15. Dezember 2011 07:00; Akt.: 15.12.2011 07:00

Programmiert auf weihnachtlichen Massenmord

Weihnachtszeit ist Massakerzeit – denn der Trend zu Brutalo-Spielen ist ungebrochen, der Jugendschutz versagt. Weihnachtszeit ist Massakerzeit – denn der Trend zu Brutalo-Spielen ist ungebrochen, der Jugendschutz versagt.
Killerspiele finden sich den Warnungen der Pädagogen zum Trotz unter vielen Christbäumen. Gesetzliche Verbote werden von den Geschäftemachern ignoriert.

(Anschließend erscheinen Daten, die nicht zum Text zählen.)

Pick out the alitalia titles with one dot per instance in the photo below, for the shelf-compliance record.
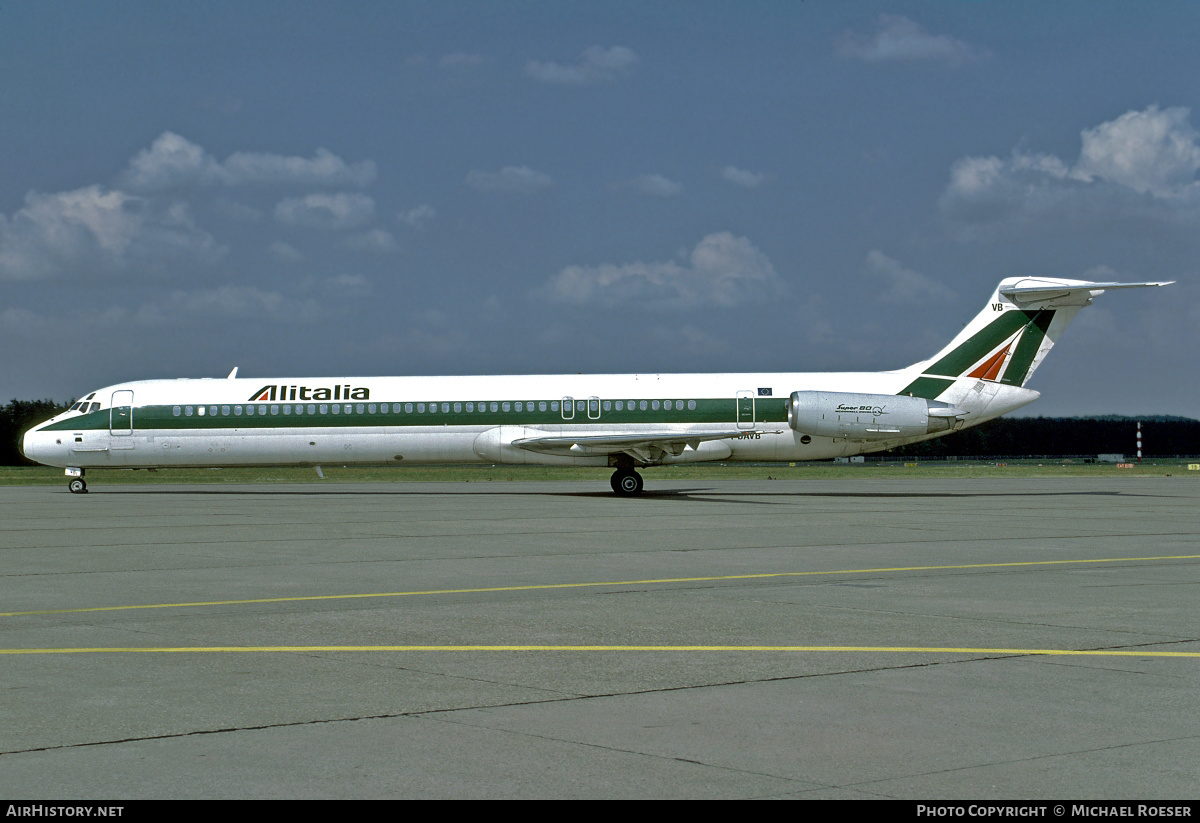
(286, 392)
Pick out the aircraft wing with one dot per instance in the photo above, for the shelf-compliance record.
(646, 446)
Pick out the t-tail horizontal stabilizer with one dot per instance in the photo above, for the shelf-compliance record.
(1007, 341)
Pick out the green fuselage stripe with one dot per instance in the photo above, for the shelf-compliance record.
(714, 410)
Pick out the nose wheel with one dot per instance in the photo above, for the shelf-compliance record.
(625, 482)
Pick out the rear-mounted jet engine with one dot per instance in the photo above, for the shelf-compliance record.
(855, 416)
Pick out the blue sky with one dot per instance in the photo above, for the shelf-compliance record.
(538, 187)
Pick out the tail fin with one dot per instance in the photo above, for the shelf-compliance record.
(1007, 341)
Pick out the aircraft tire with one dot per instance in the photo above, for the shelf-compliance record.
(627, 484)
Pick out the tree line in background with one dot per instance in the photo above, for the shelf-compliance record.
(1006, 437)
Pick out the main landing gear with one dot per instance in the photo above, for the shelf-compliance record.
(76, 482)
(627, 482)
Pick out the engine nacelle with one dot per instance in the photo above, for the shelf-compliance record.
(853, 416)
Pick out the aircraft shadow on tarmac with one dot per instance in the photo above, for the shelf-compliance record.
(697, 494)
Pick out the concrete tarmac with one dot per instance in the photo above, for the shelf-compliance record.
(874, 638)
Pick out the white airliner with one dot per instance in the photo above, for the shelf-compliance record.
(627, 421)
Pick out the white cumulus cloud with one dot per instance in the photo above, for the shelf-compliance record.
(903, 286)
(898, 38)
(173, 161)
(99, 230)
(595, 65)
(742, 178)
(721, 270)
(510, 179)
(1143, 164)
(655, 185)
(325, 211)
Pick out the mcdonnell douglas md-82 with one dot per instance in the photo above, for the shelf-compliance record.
(624, 421)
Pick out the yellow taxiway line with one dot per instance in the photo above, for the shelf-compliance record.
(863, 649)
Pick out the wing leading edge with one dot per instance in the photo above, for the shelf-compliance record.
(642, 446)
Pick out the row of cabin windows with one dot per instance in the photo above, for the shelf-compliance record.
(431, 408)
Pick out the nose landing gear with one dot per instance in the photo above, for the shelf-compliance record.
(625, 482)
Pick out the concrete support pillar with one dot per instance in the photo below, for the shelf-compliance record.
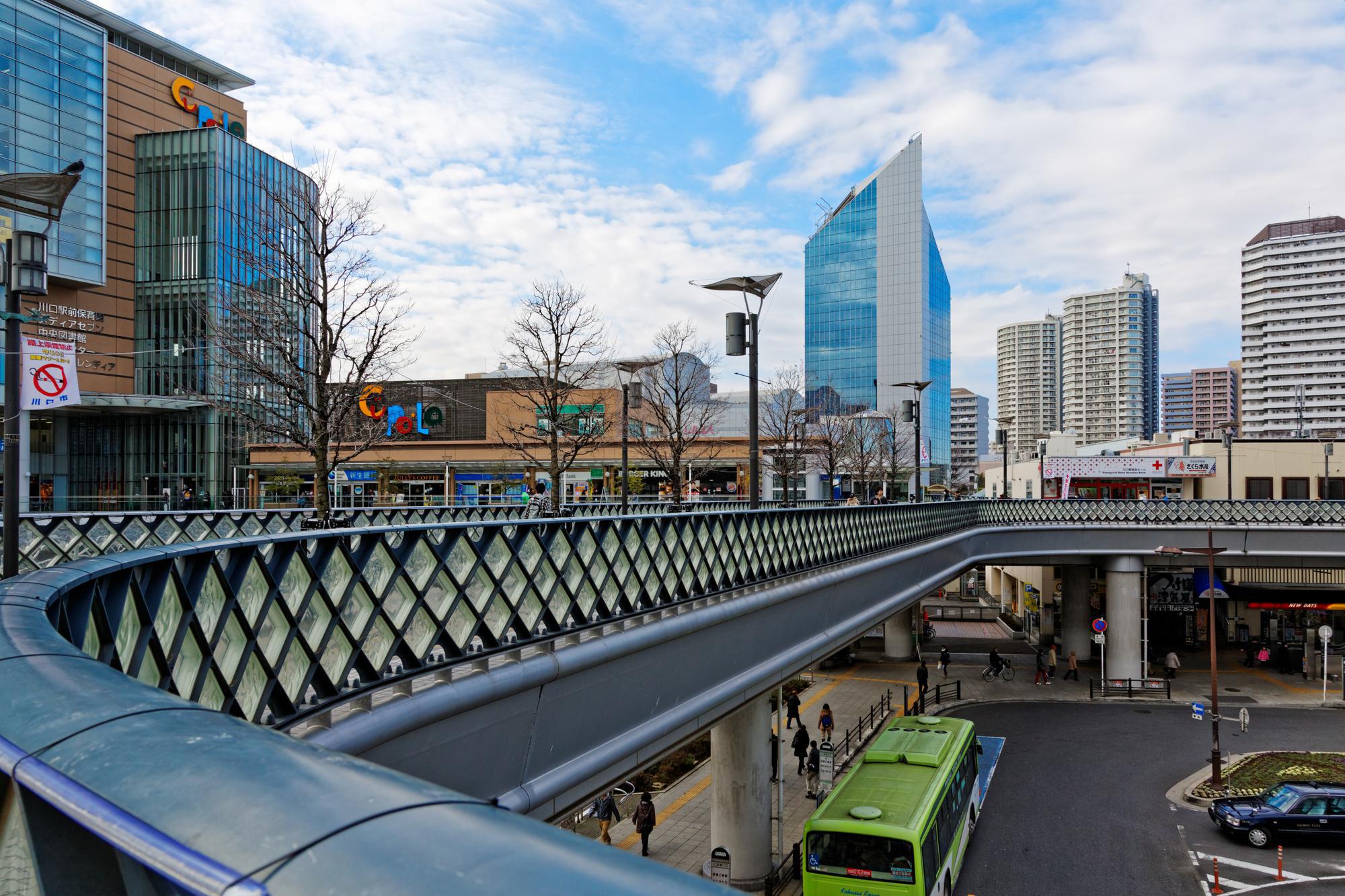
(898, 642)
(1075, 611)
(1125, 592)
(740, 790)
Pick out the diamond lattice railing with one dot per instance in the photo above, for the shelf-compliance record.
(254, 626)
(259, 626)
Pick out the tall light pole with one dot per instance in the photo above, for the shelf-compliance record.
(631, 397)
(740, 338)
(1230, 427)
(1003, 435)
(25, 274)
(909, 411)
(1217, 776)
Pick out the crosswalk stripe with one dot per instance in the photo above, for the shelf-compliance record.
(1265, 869)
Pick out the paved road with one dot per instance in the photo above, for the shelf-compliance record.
(1078, 803)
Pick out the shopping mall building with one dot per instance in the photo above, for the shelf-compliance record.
(142, 251)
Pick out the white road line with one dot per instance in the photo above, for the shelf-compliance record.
(1226, 883)
(1265, 869)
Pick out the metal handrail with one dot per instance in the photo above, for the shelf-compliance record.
(180, 864)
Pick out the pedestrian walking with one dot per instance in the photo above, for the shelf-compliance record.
(814, 768)
(801, 745)
(645, 822)
(1172, 663)
(1073, 666)
(1042, 667)
(606, 813)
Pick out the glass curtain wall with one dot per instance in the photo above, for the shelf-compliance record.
(216, 239)
(52, 114)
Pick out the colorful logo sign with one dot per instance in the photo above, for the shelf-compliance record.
(206, 118)
(399, 419)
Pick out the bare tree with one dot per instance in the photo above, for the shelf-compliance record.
(828, 446)
(309, 321)
(562, 353)
(900, 463)
(677, 397)
(785, 428)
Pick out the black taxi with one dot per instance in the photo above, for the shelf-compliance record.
(1292, 809)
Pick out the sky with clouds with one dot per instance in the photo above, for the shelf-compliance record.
(631, 146)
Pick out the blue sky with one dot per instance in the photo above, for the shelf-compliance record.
(636, 145)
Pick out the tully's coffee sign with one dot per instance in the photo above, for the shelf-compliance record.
(403, 421)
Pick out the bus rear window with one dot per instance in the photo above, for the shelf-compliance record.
(861, 856)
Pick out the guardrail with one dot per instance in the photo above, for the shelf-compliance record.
(258, 626)
(1130, 688)
(49, 540)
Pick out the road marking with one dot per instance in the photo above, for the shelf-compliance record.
(1265, 869)
(692, 792)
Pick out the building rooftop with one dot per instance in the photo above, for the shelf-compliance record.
(1303, 228)
(228, 79)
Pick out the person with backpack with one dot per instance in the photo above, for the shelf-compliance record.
(541, 503)
(644, 819)
(814, 768)
(792, 706)
(606, 813)
(801, 745)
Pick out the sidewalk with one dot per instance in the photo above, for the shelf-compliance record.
(683, 836)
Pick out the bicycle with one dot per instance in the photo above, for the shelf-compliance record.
(1005, 671)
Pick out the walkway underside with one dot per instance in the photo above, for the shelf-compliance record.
(544, 732)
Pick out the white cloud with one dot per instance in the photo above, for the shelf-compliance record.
(1152, 134)
(734, 178)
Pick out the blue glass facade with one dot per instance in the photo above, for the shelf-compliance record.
(878, 307)
(53, 69)
(841, 307)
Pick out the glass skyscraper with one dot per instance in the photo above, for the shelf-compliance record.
(878, 306)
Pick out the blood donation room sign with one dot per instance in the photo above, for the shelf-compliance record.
(48, 374)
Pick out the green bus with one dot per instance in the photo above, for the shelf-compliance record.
(899, 822)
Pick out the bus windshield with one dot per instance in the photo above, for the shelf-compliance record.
(863, 856)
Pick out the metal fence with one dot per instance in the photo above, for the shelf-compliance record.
(49, 540)
(1130, 688)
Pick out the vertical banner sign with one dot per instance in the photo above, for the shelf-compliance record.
(48, 374)
(827, 764)
(722, 865)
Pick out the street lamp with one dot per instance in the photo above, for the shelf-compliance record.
(1208, 552)
(910, 409)
(1003, 435)
(24, 274)
(1230, 427)
(742, 339)
(631, 397)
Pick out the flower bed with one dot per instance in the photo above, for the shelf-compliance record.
(1254, 774)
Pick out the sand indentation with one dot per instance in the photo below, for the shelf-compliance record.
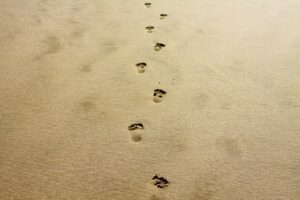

Drei Stunden lang spielte Tim K. (17) vor dem Niederlegen das Schießspiel „Far Cry 2“. Am nächsten Morgen drückte der Junge aus dem deutschen Ort Winnenden wieder ab. Der Amoklauf mit der Pistole seines Vaters kostete 15 Mitschüler das Leben. Zweieinhalb Jahre ist das her, doch die nach Österreich rübergeschwappte Debatte über blutrünstige Computerspiele hält an. „Bei der Frage, wie gefährlich diese Spiele in den Händen von Pubertierenden sind, gehendie Meinungen sowohl unter Lehrern als auch unter Eltern weit auseinander. Was mich schockiert: wie viele, teils noch sehr junge Kinder sich auf Facebook mit jugendgefährdenden Spielen brüsten – sie halten die Spiele auf den Fotos wie Trophäen empor“, wandte sich Mittelschullehrer Phillip D. an das Wiener Bezirksblatt und forderte auf, die Probe aufs Exempel zu machen.Die Stichprobe auf der Mariahilfer Straße zeichnet ein verheerendes Bild: Obwohl §10 des Wiener Landesgesetzes seit 2008 verbindlich auf die gut sichtbare PEGI-Alterskennzeichnung (Pan-European Game Information) verweist, kamen die jungen Tester an die verbotene Ware heran. Ein Sittenbild, das sich im globalisierten Internet-Markt lückenlos festsetzt: Mit zahnlosen Altersabfragen (ohne Ausweiskontrolle) ermuntern immer mehr Shops dazu, die Spiele online zu bestellen. Die ausländischen Spielehersteller bieten die Produkte zunehmend via Download an – wo sich der Handel dem österreichischen Recht elegant entziehen kann.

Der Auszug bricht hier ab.